According to mythology, Prometheus stole fire from the gods and brought it down to earth to benefit mankind. Essentially he brought down a gift that can cook our food, heat our homes, and give us light. Human progress probably would not have been possible without it. But the very same gift is also capable of destroying everything progress creates. If we misuse the gift whether in cooking or in heating, it can lead to disastrous results.
Slides for adults
When I opened up a brokerage account earlier this year, I was prompted to pick between a cash account or a margin account. The former was a straightforward option but the latter required some researching. I needed to know exactly how that was different from normal accounts and what the rewards and drawbacks were.

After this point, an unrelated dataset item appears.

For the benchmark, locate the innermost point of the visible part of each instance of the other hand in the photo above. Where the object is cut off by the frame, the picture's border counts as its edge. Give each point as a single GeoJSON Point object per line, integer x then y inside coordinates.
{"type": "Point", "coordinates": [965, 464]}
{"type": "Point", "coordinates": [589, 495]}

It turns out that margin accounts are a lot like fire from the heavens.
Slides can be fun
If, as an investor, you crave adrenaline, then margin accounts are a good fit. Margin accounts allow you to borrow money from your broker to purchases securities that would otherwise be unaffordable. If shares of ABC were selling for 100 dollars a share, margin accounts allow you to purchase these for 50 dollars out of your own money and have the brokerage pay the rest. If ABC goes up in price to 150 a share and you sell it, you pay the brokerage back the 50 dollars a share they loaned to you (plus fees for loaning you money) but you get to keep how ever many dollars are left out of every share.
So you get to afford securities that would otherwise be out of reach and possibly profit from them handsomely.
Going down and down and down
But if ABC goes down to 25 dollars a share, you still have to pay the brokerage the 50 dollars you originally borrowed, even though the securities are now worth less than what you invested. This is the biggest risk when it comes to margin accounts. It is possible to lose more than what you invest. Even with triple leveraged ETFs, you do not risk as much as with these type of accounts.
Once you start losing money, it becomes hard to go back up to the top of the slide since you cannot wait for ABC to go back to $100. Based on the agreement (usually a signed contract) you have with your brokerage, they can sell your securities if they see that the total amount you have left will not be able to cover the loans you borrowed from them. They are just making sure that they get their money back.
More than just fun and games
Margin accounts can have very satisfying results or it can be your worst nightmare. It can bring light and progress but it can also drop you at the bottom so before choosing this type of account, please make sure that all the risks and rewards are weighed accordingly.
Do you own a margin account? How risky is it really?